Every other Saturday for 41 years, the word “Machynlleth” would alert nature-lovers to Bill Condry’s latest dispatch for the Guardian’s country diary. His milltir sgwâr – “square mile” – was the RSPB’s Ynys-hir nature reserve, of which he was warden.
On my way north this week, I turned in here. While there, two ravens quarrelled
with a red kite overhead; indeed, Bill’s work for the red kite committee helped a great deal towards the survival of the species in Wales. I parked in the field by the last gate before the Ynys Edwin cottage, where I’d visited Bill and Penny Condry so many times over the years.
They’re both gone now, Bill in 1998, Penny earlier this month at the age of 102. They were intense repositories of local nature lore from the postwar era, benign and humorous in their recall of those whom Penny termed “the bottoms-up brigade” – her fellow naturalists who’d never neglected an opportunity to get down on their knees to examine whatever caught their attention. Time spent with either of them was educative in the best and wisest sense, and the world seems a poorer place for their passing.
But the landscape is richer for their having been here. They enhanced it in the interests of wildlife, and had large freshwater pools with complex shorelines excavated on the reserve for nesting waders. Redshanks scolded as I sauntered past this week.
The natural world became accustomed to the Condry presence here and kept its eye on them. Each time Penny, a fine botanist, walked out of Ynys Edwin’s door to tend her garden, she looked across at a stand of Caledonian pine in which herons nested noisily and where white owls roosted against the red trunks.

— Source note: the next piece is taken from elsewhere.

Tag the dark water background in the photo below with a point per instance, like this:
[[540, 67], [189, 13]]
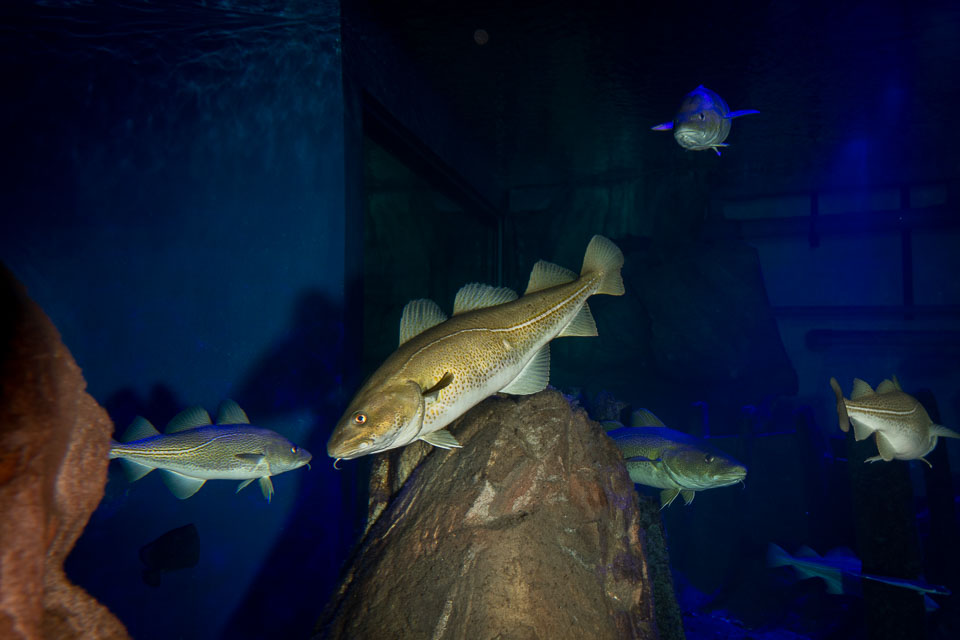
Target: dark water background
[[235, 199]]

I see one of them now, ghosting across the marsh, following the line of a ditch. No, this would not have been one of those that Bill and Penny saw a quarter century and more ago. Only in Welsh legend is the owl’s longevity remarkable. But their owls were probably this owl’s forebears several generations removed. The Condrys would have watched the same behaviour, and they helped protect the owls’ presence and continuity in this blessed place.
Whenever I come here, which is less frequent these days, I tip my hat to the owls, which somehow are an apt symbol of protective and sympathetic human presence here.